# Gesshin Ginga 180 stainless vs. Konosuke HD 180



## crizq0 (Feb 29, 2012)

I'm looking for a petty for all around tasks in the kitchen for breaking down meats, fish, and small herbs/veggies. I don't see the konosuke 180 on the website but if by chance you are able to get them, which of the two would be a better choice between the konosuke and gesshin?
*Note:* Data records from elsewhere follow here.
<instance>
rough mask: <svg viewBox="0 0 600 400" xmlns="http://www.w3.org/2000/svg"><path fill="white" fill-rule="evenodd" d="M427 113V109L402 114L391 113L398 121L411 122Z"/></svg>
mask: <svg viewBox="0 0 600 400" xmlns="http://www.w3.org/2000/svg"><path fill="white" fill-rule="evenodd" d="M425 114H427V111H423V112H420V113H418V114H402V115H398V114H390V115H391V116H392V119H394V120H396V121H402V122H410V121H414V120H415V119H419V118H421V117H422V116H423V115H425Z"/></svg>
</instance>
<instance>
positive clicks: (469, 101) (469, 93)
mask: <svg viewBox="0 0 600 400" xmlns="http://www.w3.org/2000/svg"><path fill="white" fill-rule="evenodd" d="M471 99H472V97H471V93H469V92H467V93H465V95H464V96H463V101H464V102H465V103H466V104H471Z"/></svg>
Or if there's a better petty that you recommend at around ~$200


----------



## Deckhand (Feb 29, 2012)

Carter 6.3 stainless funayuki $226.80 when he has them. I love the profile. The ones you listed are both nice. Sure others will have good advice.


----------



## heirkb (Feb 29, 2012)

I'm pretty sure it's going to cost more than that next time Carter puts one up. His prices have had what seems to be yet another recent jump. I might be wrong, though.


----------



## Deckhand (Feb 29, 2012)

heirkb said:


> I'm pretty sure it's going to cost more than that next time Carter puts one up. His prices have had what seems to be yet another recent jump. I might be wrong, though.
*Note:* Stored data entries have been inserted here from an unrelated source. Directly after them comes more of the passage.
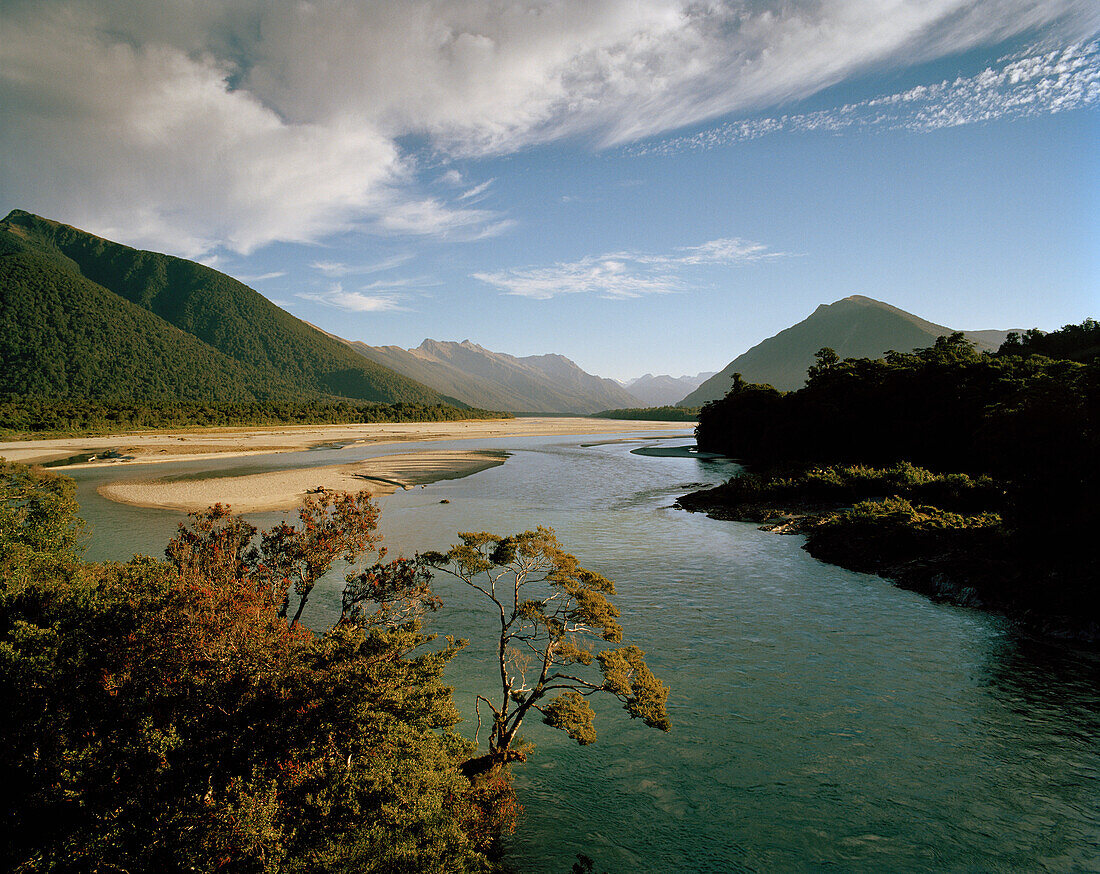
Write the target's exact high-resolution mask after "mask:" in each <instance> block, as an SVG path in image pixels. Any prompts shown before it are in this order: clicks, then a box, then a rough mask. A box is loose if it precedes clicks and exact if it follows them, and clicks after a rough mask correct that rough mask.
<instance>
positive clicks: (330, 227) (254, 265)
mask: <svg viewBox="0 0 1100 874" xmlns="http://www.w3.org/2000/svg"><path fill="white" fill-rule="evenodd" d="M0 35H2V38H0V212H3V213H7V212H8V210H10V209H14V208H19V209H26V210H30V211H32V212H35V213H38V214H41V215H45V217H47V218H51V219H55V220H57V221H62V222H65V223H68V224H73V225H76V226H78V228H83V229H85V230H88V231H91V232H92V233H97V234H99V235H101V236H106V237H109V239H111V240H116V241H119V242H122V243H127V244H129V245H134V246H139V247H142V248H150V250H154V251H157V252H167V253H171V254H174V255H179V256H183V257H187V258H194V259H196V261H201V262H204V263H206V264H209V265H211V266H213V267H216V268H218V269H220V270H223V272H224V273H228V274H230V275H231V276H234V277H237V278H239V279H241V280H242V281H244V283H246V284H248V285H250V286H252V287H253V288H255V289H256V290H259V291H260V292H261V294H263V295H264V296H266V297H267V298H268V299H271V300H273V301H274V302H276V303H277V305H278V306H281V307H283V308H285V309H286V310H288V311H289V312H292V313H294V314H295V316H297V317H299V318H301V319H305V320H306V321H309V322H311V323H313V324H316V325H318V327H320V328H322V329H324V330H327V331H330V332H332V333H335V334H339V335H340V336H344V338H346V339H349V340H362V341H364V342H366V343H370V344H373V345H389V344H393V345H400V346H405V347H410V346H416V345H418V344H419V343H420V341H422V340H423V339H425V338H432V339H436V340H455V341H461V340H471V341H473V342H475V343H478V344H481V345H483V346H485V347H487V349H491V350H494V351H497V352H506V353H509V354H513V355H535V354H543V353H560V354H563V355H565V356H568V357H570V358H572V359H573V361H575V362H576V363H577V364H579V365H580V366H581V367H583V368H584V369H586V370H588V372H591V373H596V374H598V375H601V376H607V377H613V378H619V379H627V378H631V377H636V376H640V375H641V374H643V373H647V372H648V373H654V374H662V373H663V374H671V375H673V376H679V375H682V374H695V373H698V372H702V370H718V369H720V368H722V367H724V366H725V365H726V364H727V363H728V362H729V361H730V359H733V358H734V357H736V356H737V355H738V354H740V353H741V352H745V351H746V350H747V349H749V347H750V346H752V345H753V344H756V343H758V342H759V341H761V340H763V339H764V338H767V336H770V335H772V334H774V333H775V332H778V331H780V330H782V329H783V328H787V327H789V325H790V324H793V323H794V322H796V321H800V320H801V319H803V318H805V317H806V316H809V314H810V313H811V312H812V311H813V310H814V309H815V308H816V307H817V306H818V305H821V303H827V302H832V301H835V300H838V299H840V298H844V297H847V296H848V295H857V294H858V295H866V296H868V297H872V298H877V299H879V300H884V301H887V302H889V303H892V305H894V306H897V307H901V308H902V309H905V310H909V311H911V312H914V313H916V314H917V316H920V317H922V318H925V319H927V320H930V321H933V322H936V323H938V324H944V325H947V327H950V328H953V329H967V330H980V329H1011V328H1032V327H1038V328H1042V329H1043V330H1054V329H1057V328H1059V327H1062V325H1063V324H1067V323H1070V322H1080V321H1081V320H1084V319H1085V318H1087V317H1100V147H1098V144H1100V4H1098V3H1097V2H1096V0H978V1H977V2H976V1H975V0H908V1H906V0H813V1H806V2H801V1H800V0H740V1H737V0H731V1H729V2H722V1H719V0H696V1H693V2H675V1H673V0H629V1H627V0H618V1H610V0H607V1H601V0H553V1H551V0H543V1H540V2H535V1H531V2H525V1H524V0H516V1H515V2H489V1H488V0H464V1H462V0H453V1H447V0H434V1H425V2H406V1H405V0H388V1H387V2H350V1H349V0H315V1H312V2H309V1H307V0H299V2H284V3H271V2H266V1H264V0H220V1H215V0H0Z"/></svg>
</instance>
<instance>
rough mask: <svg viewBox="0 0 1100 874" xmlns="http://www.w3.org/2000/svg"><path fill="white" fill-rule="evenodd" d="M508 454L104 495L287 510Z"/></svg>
mask: <svg viewBox="0 0 1100 874" xmlns="http://www.w3.org/2000/svg"><path fill="white" fill-rule="evenodd" d="M507 457H508V454H507V453H505V452H497V451H493V450H474V451H467V452H463V451H455V450H442V451H437V452H409V453H403V454H399V455H384V456H382V457H379V458H367V460H365V461H362V462H355V463H353V464H330V465H324V466H320V467H303V468H298V469H294V471H270V472H267V473H263V474H250V475H248V476H211V477H209V478H206V479H186V480H173V479H171V478H169V479H167V480H164V479H129V480H118V482H114V483H107V484H105V485H102V486H100V487H99V489H98V491H99V494H100V495H102V496H103V497H105V498H109V499H110V500H113V501H118V502H119V504H129V505H132V506H135V507H155V508H158V509H168V510H185V511H191V510H202V509H205V508H207V507H210V506H212V505H215V504H228V505H229V506H230V507H232V508H233V510H234V511H235V512H242V513H244V512H266V511H272V510H288V509H292V508H294V507H297V506H299V505H300V504H301V501H303V499H304V498H305V497H306V495H307V494H308V493H309V491H312V490H316V489H318V488H327V489H333V490H335V491H370V493H371V495H373V496H375V497H376V496H379V495H390V494H393V493H394V491H396V490H397V489H405V488H412V487H414V486H417V485H422V484H426V483H434V482H438V480H440V479H455V478H459V477H463V476H470V475H471V474H475V473H477V472H480V471H485V469H487V468H489V467H495V466H496V465H498V464H504V462H505V461H506V460H507Z"/></svg>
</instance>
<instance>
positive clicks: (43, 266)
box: [0, 210, 463, 406]
mask: <svg viewBox="0 0 1100 874" xmlns="http://www.w3.org/2000/svg"><path fill="white" fill-rule="evenodd" d="M0 241H2V248H0V262H2V263H0V268H2V270H3V276H4V280H3V281H4V289H5V294H4V301H3V308H4V309H3V321H2V324H3V335H2V339H0V352H2V354H3V361H4V363H5V365H9V366H5V367H4V370H5V373H4V375H3V376H2V377H0V391H3V392H7V394H11V395H22V394H25V390H26V388H27V386H29V385H34V386H36V387H37V388H36V389H35V390H36V391H44V392H46V394H50V395H53V396H57V397H70V396H72V397H85V398H88V399H97V398H98V399H112V400H130V399H134V400H142V399H146V396H147V392H149V391H153V390H154V388H155V391H154V394H155V395H156V396H157V397H158V398H164V399H169V398H172V397H176V398H178V399H188V400H204V399H232V400H264V399H272V398H286V399H292V398H303V399H305V398H331V399H338V398H346V399H352V400H363V401H371V402H394V401H409V402H417V403H439V402H445V401H448V400H453V399H449V398H447V397H444V396H443V395H441V394H440V392H438V391H436V390H434V389H430V388H428V387H427V386H423V385H420V384H417V383H415V381H414V380H410V379H408V378H407V377H404V376H401V375H399V374H397V373H394V372H393V370H389V369H387V368H385V367H383V366H379V365H377V364H375V363H373V362H366V361H365V359H363V358H362V357H361V356H357V355H356V354H355V353H354V352H352V351H351V350H348V349H346V347H345V346H344V345H343V344H341V343H337V342H334V341H332V340H331V339H330V338H328V336H326V335H324V334H323V333H322V332H319V331H317V329H315V328H312V327H311V325H309V324H307V323H306V322H303V321H300V320H299V319H296V318H295V317H294V316H292V314H290V313H288V312H286V311H284V310H282V309H281V308H278V307H277V306H275V305H274V303H272V302H271V301H268V300H267V299H266V298H264V297H263V296H262V295H260V294H259V292H257V291H255V290H253V289H251V288H249V287H248V286H245V285H244V284H243V283H240V281H238V280H237V279H234V278H233V277H231V276H227V275H226V274H222V273H219V272H218V270H215V269H213V268H211V267H207V266H205V265H201V264H197V263H195V262H189V261H185V259H184V258H177V257H175V256H172V255H164V254H161V253H155V252H147V251H144V250H136V248H132V247H130V246H125V245H123V244H121V243H114V242H112V241H110V240H106V239H103V237H100V236H96V235H95V234H90V233H87V232H85V231H81V230H80V229H77V228H73V226H70V225H67V224H64V223H62V222H58V221H55V220H52V219H44V218H42V217H38V215H35V214H33V213H30V212H26V211H25V210H12V212H11V213H9V215H8V217H7V218H4V219H3V220H2V221H0ZM32 287H33V288H35V289H36V294H37V298H36V297H35V295H30V294H26V290H27V289H29V288H32ZM38 298H41V306H40V303H36V302H35V301H36V300H37V299H38ZM43 308H45V309H43ZM89 308H90V309H89ZM132 308H136V310H141V311H142V312H143V313H145V316H140V314H138V313H136V312H135V310H134V309H132ZM112 322H119V323H118V324H114V325H113V327H112ZM143 334H146V335H147V336H149V338H152V339H153V340H154V341H155V342H154V346H155V347H154V349H144V347H142V345H141V343H140V342H139V339H140V338H141V336H142V335H143ZM186 338H190V339H189V340H188V339H186ZM196 343H198V344H200V345H196ZM123 347H124V349H125V353H124V354H123V353H122V349H123ZM47 349H48V351H50V355H48V357H44V355H43V350H47ZM10 362H15V363H17V365H18V364H19V363H20V362H22V366H17V367H14V368H13V367H12V366H10V364H9V363H10ZM90 362H95V363H96V367H95V368H94V372H89V370H88V364H89V363H90ZM38 365H41V366H38ZM43 368H45V369H43ZM143 368H144V369H143ZM166 368H167V370H169V372H166ZM173 368H175V369H177V370H178V369H179V368H182V370H180V374H187V376H186V378H175V377H176V376H179V375H180V374H175V373H172V372H171V370H172V369H173ZM74 374H81V376H80V378H79V379H77V380H76V383H75V384H72V385H70V381H72V380H70V379H69V377H70V376H73V375H74ZM188 380H189V381H188ZM460 406H463V405H460Z"/></svg>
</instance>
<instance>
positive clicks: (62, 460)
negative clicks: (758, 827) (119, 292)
mask: <svg viewBox="0 0 1100 874" xmlns="http://www.w3.org/2000/svg"><path fill="white" fill-rule="evenodd" d="M623 431H653V432H658V434H659V435H661V436H665V435H668V433H669V432H680V433H683V434H685V435H686V434H687V432H686V431H685V430H684V424H683V422H660V421H624V420H610V419H586V418H582V417H562V418H553V417H531V418H525V419H477V420H462V421H454V422H386V423H375V424H334V425H299V427H271V428H207V429H188V430H172V431H156V432H139V433H122V434H112V435H108V436H95V438H56V439H51V440H18V441H4V442H0V457H2V458H7V460H8V461H11V462H21V463H23V464H46V465H50V466H64V467H65V468H77V467H95V466H105V465H128V464H158V463H162V462H179V461H196V460H200V458H215V457H217V458H228V457H237V456H248V455H267V454H273V453H283V452H301V451H304V450H310V449H323V447H327V446H331V447H340V446H350V445H357V444H363V445H384V444H387V443H403V442H409V441H438V440H484V439H489V438H508V436H553V435H558V434H562V435H565V434H606V433H618V432H623ZM91 456H95V457H91Z"/></svg>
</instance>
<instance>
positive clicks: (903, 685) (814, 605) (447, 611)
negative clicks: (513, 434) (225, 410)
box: [70, 433, 1100, 874]
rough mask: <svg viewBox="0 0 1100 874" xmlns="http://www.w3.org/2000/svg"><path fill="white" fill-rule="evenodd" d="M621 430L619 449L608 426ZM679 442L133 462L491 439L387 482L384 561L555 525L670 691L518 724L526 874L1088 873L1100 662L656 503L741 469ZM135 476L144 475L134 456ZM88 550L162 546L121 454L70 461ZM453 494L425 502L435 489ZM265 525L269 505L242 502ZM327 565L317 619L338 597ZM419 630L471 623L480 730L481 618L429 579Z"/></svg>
mask: <svg viewBox="0 0 1100 874" xmlns="http://www.w3.org/2000/svg"><path fill="white" fill-rule="evenodd" d="M616 436H619V438H624V439H625V442H617V441H616V439H615V438H616ZM690 442H691V440H690V438H687V436H682V438H679V439H678V438H669V436H667V435H660V436H652V438H649V436H647V438H646V439H640V440H639V435H637V434H628V433H624V434H620V435H608V434H599V435H593V436H591V438H583V436H549V438H548V436H538V438H524V436H514V438H505V439H493V440H465V441H450V442H447V441H444V442H432V443H423V444H417V443H405V444H401V445H400V446H390V447H384V446H375V447H371V446H362V445H360V446H351V447H343V449H323V450H311V451H306V452H295V453H286V454H282V455H274V456H262V457H257V456H254V457H249V458H244V460H242V458H222V460H202V461H195V462H182V463H174V464H172V465H155V467H156V471H155V473H154V472H153V469H152V468H153V467H154V465H150V466H149V471H147V473H149V474H150V475H155V476H178V477H197V476H205V475H209V474H210V473H215V474H218V475H242V474H246V473H259V472H268V471H276V469H285V468H292V467H306V466H312V465H324V464H335V463H345V462H353V461H359V460H361V458H363V457H366V456H374V455H382V454H388V453H390V452H408V451H410V450H414V449H419V447H423V449H432V450H482V449H484V450H503V451H506V452H508V453H509V454H510V455H509V457H508V460H507V462H506V463H505V464H503V465H500V466H497V467H493V468H491V469H486V471H482V472H481V473H477V474H475V475H473V476H470V477H466V478H464V479H453V480H447V482H440V483H434V484H431V485H428V486H425V487H417V488H412V489H408V490H404V491H397V493H396V494H394V495H389V496H386V497H383V498H381V499H379V504H381V506H382V507H383V513H382V532H383V534H384V543H385V544H386V545H387V547H388V549H389V553H390V556H396V555H397V554H399V553H405V554H410V553H412V552H415V551H416V550H426V549H445V546H448V545H449V544H450V543H452V542H454V541H455V539H456V532H459V531H477V530H489V531H494V532H496V533H510V532H516V531H521V530H524V529H526V528H532V527H535V525H538V524H548V525H551V527H553V528H554V529H555V530H557V532H558V535H559V538H560V539H561V541H562V543H563V544H564V545H565V547H566V549H569V550H570V551H572V552H574V553H575V554H576V555H577V556H579V557H580V558H581V560H582V563H583V564H584V565H585V566H587V567H591V568H593V569H596V571H599V572H601V573H603V574H604V575H606V576H608V577H609V578H612V579H613V580H615V582H616V585H617V587H618V597H617V599H616V602H617V604H618V605H619V607H620V608H621V611H623V617H621V623H623V626H624V629H625V631H626V642H630V643H637V644H638V645H640V646H641V648H642V649H645V650H646V651H647V660H648V662H649V664H650V666H651V667H652V668H653V671H654V673H657V674H658V675H659V676H660V677H661V678H662V679H663V681H664V682H665V683H667V685H668V686H669V687H670V688H671V696H670V699H669V713H670V718H671V720H672V723H673V728H672V731H671V733H669V734H663V733H661V732H658V731H653V730H650V729H647V728H645V727H643V726H641V724H640V723H638V722H636V721H631V720H630V719H629V718H628V717H627V716H626V715H625V713H624V712H621V711H620V710H618V709H616V708H613V707H609V706H607V705H606V704H604V705H603V706H601V705H599V704H597V702H594V704H595V706H596V710H597V713H598V718H597V721H596V729H597V732H598V734H599V739H598V741H597V742H596V743H595V744H593V745H591V746H583V748H582V746H577V745H576V744H575V743H573V742H572V741H570V740H569V739H568V738H566V737H565V735H564V734H561V733H558V732H553V731H551V730H550V729H547V728H544V727H543V726H541V724H539V723H537V722H536V723H528V724H527V726H526V727H525V728H526V731H525V733H526V735H527V738H528V739H529V740H531V741H533V742H535V744H536V748H537V749H536V750H535V752H533V753H532V754H531V756H530V757H529V760H528V763H527V764H526V765H521V766H518V768H517V772H516V773H517V790H518V794H519V798H520V801H521V803H522V805H524V807H525V814H524V816H522V818H521V822H520V827H519V829H518V831H517V833H516V834H515V836H513V837H510V838H509V839H508V841H507V850H508V855H507V859H508V862H509V863H510V864H511V865H513V866H514V867H515V869H516V870H517V871H520V872H533V874H566V872H568V871H569V869H570V865H571V864H572V863H573V861H575V855H576V854H577V853H584V854H586V855H588V856H591V858H592V859H593V860H595V863H596V871H607V872H612V873H613V874H615V873H616V872H618V873H625V872H672V871H676V872H679V871H692V872H708V873H714V874H718V873H719V872H749V871H753V872H772V871H821V870H835V871H856V872H860V871H866V872H879V871H894V872H900V871H1051V872H1063V871H1093V870H1098V869H1100V657H1098V654H1097V653H1095V652H1090V651H1086V650H1078V649H1073V648H1069V646H1065V645H1060V644H1059V645H1055V644H1052V643H1047V642H1043V641H1037V640H1033V639H1029V638H1023V637H1020V635H1019V634H1018V633H1016V632H1015V631H1013V630H1012V628H1011V627H1010V626H1008V624H1007V623H1005V622H1003V621H1002V620H1000V619H999V618H997V617H994V616H990V615H986V613H981V612H978V611H974V610H968V609H963V608H957V607H952V606H948V605H941V604H934V602H931V601H928V600H926V599H925V598H923V597H922V596H920V595H916V594H913V593H909V591H904V590H901V589H898V588H895V587H893V586H891V585H890V584H888V583H886V582H883V580H882V579H879V578H878V577H875V576H869V575H864V574H856V573H851V572H848V571H844V569H842V568H838V567H835V566H832V565H827V564H824V563H821V562H818V561H816V560H814V558H812V557H811V556H810V555H807V554H806V553H805V552H804V551H802V550H801V549H800V544H801V538H799V536H782V535H778V534H771V533H767V532H761V531H758V530H757V529H756V528H755V527H753V525H752V524H747V523H739V522H729V521H716V520H712V519H707V518H705V517H703V516H701V515H692V513H687V512H683V511H680V510H675V509H672V507H671V505H672V502H673V501H674V500H675V498H676V497H679V496H680V495H683V494H684V493H686V491H690V490H693V489H694V488H698V487H701V486H702V485H716V484H717V483H719V482H723V480H725V479H726V478H728V476H730V475H731V473H733V472H734V471H736V469H737V468H736V466H735V465H734V464H731V463H730V462H728V461H725V460H720V458H717V460H714V458H712V460H703V458H692V457H676V456H674V455H673V456H664V457H654V456H652V455H649V456H646V455H639V454H637V453H634V452H632V450H635V449H638V447H643V446H651V447H670V446H681V445H686V444H689V443H690ZM143 473H146V472H143ZM70 475H73V476H74V477H75V478H76V479H77V482H78V499H79V501H80V505H81V512H83V515H84V516H85V518H86V519H87V520H88V521H89V525H90V529H91V534H90V541H89V547H88V557H89V558H94V560H108V558H109V560H124V558H127V557H129V556H130V555H131V554H133V553H134V552H142V553H146V554H153V555H160V554H161V553H162V551H163V549H164V544H165V543H166V542H167V540H168V539H169V538H171V536H173V534H174V532H175V529H176V525H177V524H178V522H179V521H180V520H182V519H183V518H184V517H183V515H182V513H178V512H174V511H168V510H154V509H142V508H136V507H131V506H127V505H121V504H113V502H111V501H109V500H107V499H105V498H102V497H101V496H100V495H99V494H97V490H96V489H97V488H98V487H99V486H100V485H102V484H105V483H107V482H110V480H111V479H112V478H118V477H120V476H122V475H123V473H121V472H120V468H116V467H106V468H88V469H77V471H73V472H72V474H70ZM444 500H445V501H448V502H445V504H444V502H442V501H444ZM249 518H250V520H252V521H253V522H255V523H257V524H261V525H270V524H272V522H274V521H275V520H277V519H281V518H283V513H259V515H252V516H250V517H249ZM341 583H342V575H341V574H335V573H334V574H332V575H331V576H330V578H328V579H327V580H326V582H324V584H323V585H322V586H319V587H318V590H317V591H316V593H315V596H313V599H312V600H311V602H310V609H311V613H310V615H309V620H310V623H311V624H313V626H315V627H321V626H323V624H324V623H326V622H328V621H330V620H331V619H332V618H333V617H334V616H335V613H337V612H338V610H339V601H340V586H341ZM437 588H438V591H439V594H440V595H441V597H442V598H443V600H444V602H445V606H444V608H443V609H442V610H441V611H440V612H438V613H436V615H433V616H432V617H431V618H430V622H431V624H432V627H433V630H437V631H439V632H441V633H451V634H456V635H460V637H465V638H470V639H471V645H470V646H469V648H467V649H466V650H465V651H464V652H462V653H461V654H460V655H459V656H458V657H456V659H455V660H454V662H453V663H452V665H451V668H450V673H449V678H450V682H451V683H453V685H454V686H455V700H456V702H458V705H459V707H460V709H461V710H462V711H463V713H464V716H465V717H466V720H467V721H466V722H465V723H464V727H465V728H464V730H467V731H469V733H471V734H472V733H473V722H472V718H473V705H472V701H473V696H474V694H476V693H478V692H487V690H491V689H492V688H493V686H492V664H491V662H489V661H487V659H486V656H491V653H489V652H487V648H488V644H489V638H488V633H489V632H491V631H492V622H493V617H492V616H491V615H489V613H488V612H487V611H485V610H484V609H483V605H482V604H480V602H478V601H477V600H476V599H474V598H473V597H471V594H470V593H467V591H464V590H456V589H454V588H453V587H452V586H451V585H450V584H449V583H448V580H447V579H445V578H440V579H438V580H437Z"/></svg>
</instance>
Most were considerably higher than that and out of his range, but Carter had that listed as price for that model. Wouldn't hurt to shoot an email on his site.


----------



## slowtyper (Feb 29, 2012)

I asked Jon about this in PM and he recently replied with this:


> the Gesshin ginga is almost identical profile and geometry wise to the HD. The main difference is the steel. The HD takes a slightly better edge off the stones and sharpens a tiny bit easier. The gesshin ginga holds its edge a tiny bit longer and has a bit better toughness.


----------



## crizq0 (Feb 29, 2012)

Thanks for the great responses guys. I'm more likely to get the gesshin. I don't like to wait for a knife to be back in stock. I'll definitely keep that carter on a list of future knives.

Thanks again.


----------